We show that the protocol remains fully robust against the erroneous choice of system-detector coupling parameters.
We also demonstrate the commutation between the classical expectation value and the time-ordering operator of the exponential of a Hamiltonian with multiplicative white noise.
- Score: 1.2642388972233845
- License: http://arxiv.org/licenses/nonexclusive-distrib/1.0/
- Abstract: Quantum state engineering plays a vital role in various applications in the
field of quantum information. Different strategies, including
drive-and-dissipation, adiabatic cooling, and measurement-based steering, have
been proposed in the past for state generation and manipulation, each with its
upsides and downsides.

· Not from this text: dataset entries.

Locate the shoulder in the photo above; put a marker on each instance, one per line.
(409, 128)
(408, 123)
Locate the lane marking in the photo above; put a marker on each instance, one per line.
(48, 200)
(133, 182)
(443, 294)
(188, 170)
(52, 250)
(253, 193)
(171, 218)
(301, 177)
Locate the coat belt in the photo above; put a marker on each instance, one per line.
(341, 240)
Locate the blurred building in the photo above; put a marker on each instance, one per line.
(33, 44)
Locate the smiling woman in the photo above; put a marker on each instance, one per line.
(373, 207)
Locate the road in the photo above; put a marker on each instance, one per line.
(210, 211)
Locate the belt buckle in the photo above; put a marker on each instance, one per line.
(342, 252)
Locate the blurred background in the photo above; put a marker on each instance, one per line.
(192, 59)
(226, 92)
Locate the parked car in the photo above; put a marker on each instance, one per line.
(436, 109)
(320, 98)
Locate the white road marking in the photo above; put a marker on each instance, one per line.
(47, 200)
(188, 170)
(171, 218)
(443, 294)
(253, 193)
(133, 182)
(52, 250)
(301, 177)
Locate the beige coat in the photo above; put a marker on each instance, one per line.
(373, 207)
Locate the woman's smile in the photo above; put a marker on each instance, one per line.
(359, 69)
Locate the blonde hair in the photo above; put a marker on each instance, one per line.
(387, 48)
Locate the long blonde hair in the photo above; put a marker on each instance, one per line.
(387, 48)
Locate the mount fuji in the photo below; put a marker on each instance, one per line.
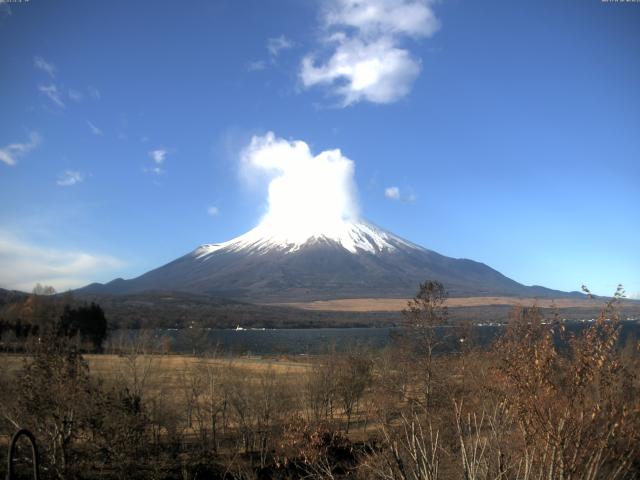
(313, 262)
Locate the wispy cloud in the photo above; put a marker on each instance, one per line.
(68, 178)
(366, 60)
(9, 154)
(45, 66)
(158, 155)
(5, 9)
(278, 44)
(94, 92)
(53, 93)
(22, 265)
(256, 66)
(154, 170)
(397, 194)
(95, 130)
(75, 95)
(392, 192)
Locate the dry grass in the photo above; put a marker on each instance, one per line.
(168, 369)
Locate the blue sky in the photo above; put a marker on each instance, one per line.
(505, 132)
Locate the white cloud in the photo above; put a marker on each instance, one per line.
(307, 193)
(22, 265)
(94, 92)
(278, 44)
(75, 95)
(256, 66)
(69, 178)
(366, 62)
(9, 154)
(45, 66)
(376, 18)
(154, 170)
(95, 130)
(392, 192)
(52, 92)
(395, 193)
(158, 155)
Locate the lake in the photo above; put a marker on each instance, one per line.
(312, 341)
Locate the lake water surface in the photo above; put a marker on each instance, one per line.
(297, 341)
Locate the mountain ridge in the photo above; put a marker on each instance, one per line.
(349, 260)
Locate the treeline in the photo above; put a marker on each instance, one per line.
(27, 320)
(525, 409)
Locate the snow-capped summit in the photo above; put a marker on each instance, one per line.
(353, 237)
(318, 261)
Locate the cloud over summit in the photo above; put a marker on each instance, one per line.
(367, 61)
(306, 191)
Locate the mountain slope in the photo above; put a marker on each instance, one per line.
(351, 260)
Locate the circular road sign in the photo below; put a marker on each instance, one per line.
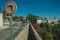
(10, 7)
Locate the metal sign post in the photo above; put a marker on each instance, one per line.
(10, 8)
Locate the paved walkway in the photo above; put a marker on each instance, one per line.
(23, 34)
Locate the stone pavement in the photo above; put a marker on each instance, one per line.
(23, 34)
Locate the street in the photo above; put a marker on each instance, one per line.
(5, 33)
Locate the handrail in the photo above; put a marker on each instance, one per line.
(35, 33)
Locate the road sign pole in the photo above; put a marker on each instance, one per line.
(11, 28)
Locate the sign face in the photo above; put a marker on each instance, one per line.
(10, 7)
(1, 20)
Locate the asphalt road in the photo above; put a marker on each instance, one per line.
(5, 33)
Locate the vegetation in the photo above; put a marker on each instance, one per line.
(32, 18)
(50, 32)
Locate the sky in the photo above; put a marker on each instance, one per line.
(43, 8)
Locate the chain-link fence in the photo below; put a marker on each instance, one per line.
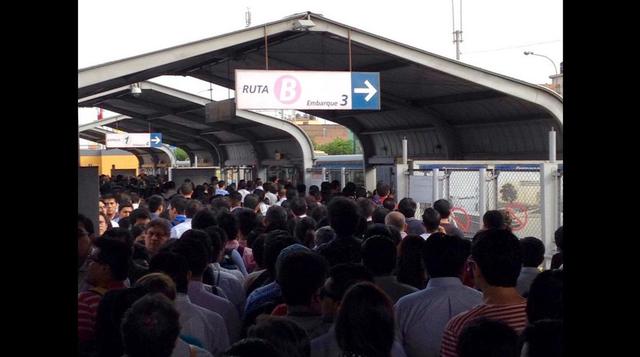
(515, 189)
(462, 190)
(518, 193)
(560, 197)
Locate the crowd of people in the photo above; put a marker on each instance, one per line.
(274, 269)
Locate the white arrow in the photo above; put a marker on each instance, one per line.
(370, 89)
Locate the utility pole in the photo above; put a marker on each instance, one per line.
(457, 34)
(247, 18)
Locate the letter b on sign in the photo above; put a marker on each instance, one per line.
(287, 89)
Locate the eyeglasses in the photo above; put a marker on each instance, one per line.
(94, 258)
(325, 293)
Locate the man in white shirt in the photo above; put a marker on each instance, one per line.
(207, 326)
(242, 189)
(192, 248)
(431, 221)
(270, 192)
(193, 206)
(422, 316)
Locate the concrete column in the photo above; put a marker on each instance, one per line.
(548, 208)
(402, 181)
(436, 194)
(262, 173)
(370, 178)
(482, 192)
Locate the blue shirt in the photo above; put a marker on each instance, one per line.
(260, 296)
(179, 219)
(221, 191)
(327, 346)
(423, 315)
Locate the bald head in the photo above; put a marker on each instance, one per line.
(395, 219)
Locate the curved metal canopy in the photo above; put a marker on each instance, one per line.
(447, 109)
(147, 157)
(247, 138)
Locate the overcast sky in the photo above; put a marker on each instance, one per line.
(495, 32)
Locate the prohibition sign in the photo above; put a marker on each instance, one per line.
(467, 220)
(514, 209)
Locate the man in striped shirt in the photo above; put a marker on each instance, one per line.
(108, 267)
(496, 260)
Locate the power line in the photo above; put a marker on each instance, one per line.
(513, 47)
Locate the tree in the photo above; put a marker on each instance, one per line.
(508, 193)
(338, 146)
(181, 155)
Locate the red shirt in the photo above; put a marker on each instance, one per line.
(514, 315)
(88, 302)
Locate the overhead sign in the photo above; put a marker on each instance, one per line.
(307, 90)
(134, 140)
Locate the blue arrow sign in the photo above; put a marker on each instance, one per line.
(365, 90)
(155, 140)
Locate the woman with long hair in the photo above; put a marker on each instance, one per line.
(365, 323)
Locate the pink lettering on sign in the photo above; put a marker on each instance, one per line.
(288, 89)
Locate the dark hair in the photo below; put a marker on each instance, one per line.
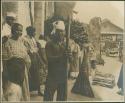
(15, 26)
(41, 37)
(30, 29)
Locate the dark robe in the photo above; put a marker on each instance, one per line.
(82, 84)
(57, 72)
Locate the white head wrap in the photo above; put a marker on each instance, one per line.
(58, 25)
(11, 14)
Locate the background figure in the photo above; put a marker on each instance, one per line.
(15, 72)
(92, 61)
(74, 64)
(43, 69)
(57, 71)
(120, 82)
(82, 85)
(5, 33)
(6, 28)
(30, 42)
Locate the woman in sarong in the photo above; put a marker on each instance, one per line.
(18, 62)
(31, 43)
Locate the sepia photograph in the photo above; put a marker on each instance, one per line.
(65, 51)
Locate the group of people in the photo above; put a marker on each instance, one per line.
(30, 64)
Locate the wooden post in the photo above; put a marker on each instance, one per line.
(31, 16)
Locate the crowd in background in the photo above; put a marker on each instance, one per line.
(39, 65)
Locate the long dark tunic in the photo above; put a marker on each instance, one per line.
(56, 63)
(82, 84)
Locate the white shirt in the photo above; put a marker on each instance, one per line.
(42, 43)
(6, 30)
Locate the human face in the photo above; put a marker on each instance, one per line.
(17, 32)
(10, 20)
(60, 34)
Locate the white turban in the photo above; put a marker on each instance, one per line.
(58, 25)
(11, 14)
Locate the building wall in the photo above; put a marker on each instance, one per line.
(21, 9)
(40, 11)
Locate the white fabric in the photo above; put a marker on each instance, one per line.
(6, 30)
(58, 25)
(13, 92)
(42, 43)
(11, 14)
(74, 74)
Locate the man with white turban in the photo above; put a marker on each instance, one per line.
(57, 70)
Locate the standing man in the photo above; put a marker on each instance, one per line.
(57, 71)
(6, 29)
(5, 33)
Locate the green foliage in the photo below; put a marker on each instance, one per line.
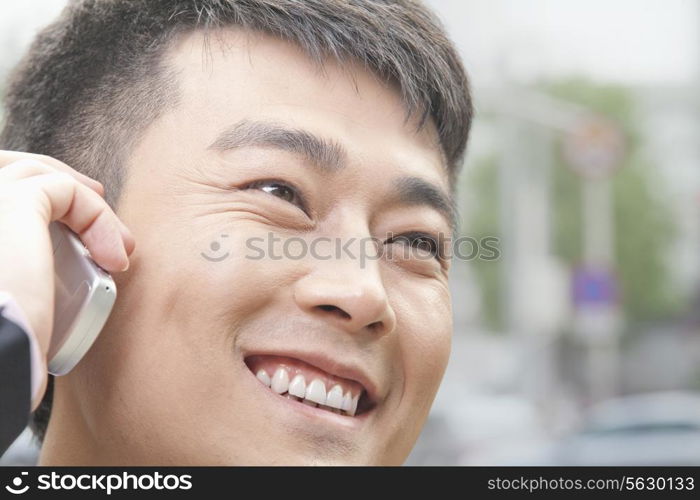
(644, 225)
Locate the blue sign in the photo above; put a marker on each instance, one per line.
(593, 286)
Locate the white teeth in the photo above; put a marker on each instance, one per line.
(313, 395)
(347, 402)
(316, 392)
(264, 377)
(298, 386)
(353, 407)
(334, 399)
(280, 382)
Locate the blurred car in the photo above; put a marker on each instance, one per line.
(647, 429)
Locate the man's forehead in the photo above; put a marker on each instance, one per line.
(271, 66)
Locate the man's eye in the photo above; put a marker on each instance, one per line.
(280, 190)
(419, 241)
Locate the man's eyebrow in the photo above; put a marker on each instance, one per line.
(416, 191)
(322, 153)
(330, 155)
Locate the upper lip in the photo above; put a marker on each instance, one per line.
(351, 371)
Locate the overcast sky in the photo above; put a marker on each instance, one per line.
(650, 42)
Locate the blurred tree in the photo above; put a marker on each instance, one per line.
(644, 224)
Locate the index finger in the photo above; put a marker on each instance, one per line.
(7, 157)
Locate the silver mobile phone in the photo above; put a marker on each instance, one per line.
(85, 294)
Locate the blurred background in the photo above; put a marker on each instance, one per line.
(580, 343)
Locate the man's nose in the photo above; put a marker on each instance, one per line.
(348, 295)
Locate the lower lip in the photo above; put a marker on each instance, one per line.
(318, 415)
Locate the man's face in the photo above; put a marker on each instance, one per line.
(262, 148)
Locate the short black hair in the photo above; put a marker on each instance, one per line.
(95, 78)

Here, we address a class of measurement-based state
engineering protocols where a sequence of generalized measurements is employed
to steer a quantum system toward a desired target state. Previously studied
measurement-based protocols relied on idealized procedures and avoided
exploration of the effects of various errors stemming from imperfections of
experimental realizations and external noise. We employ the quantum trajectory
formalism to provide a detailed analysis of the robustness of these steering
protocols against various errors. We study a set of errors that can be
classified as dynamic or static, depending on whether they remain unchanged
while running the protocol. More specifically, we investigate the impact of
erroneous choice of system-detector coupling, re-initialization of the detector
state following a measurement step, fluctuating steering directions, and
environmentally induced errors in the system-detector interaction. We show that
the protocol remains fully robust against the erroneous choice of
system-detector coupling parameters and presents reasonable robustness against
other errors. We employ various quantifiers such as fidelity, trace distance,
and linear entropy to characterize the protocol's robustness and provide
analytical results. Subsequently, we demonstrate the commutation between the
classical expectation value and the time-ordering operator of the exponential
of a Hamiltonian with multiplicative white noise, as well as the commutation of
the expectation value and the partial trace with respect to detector outcomes.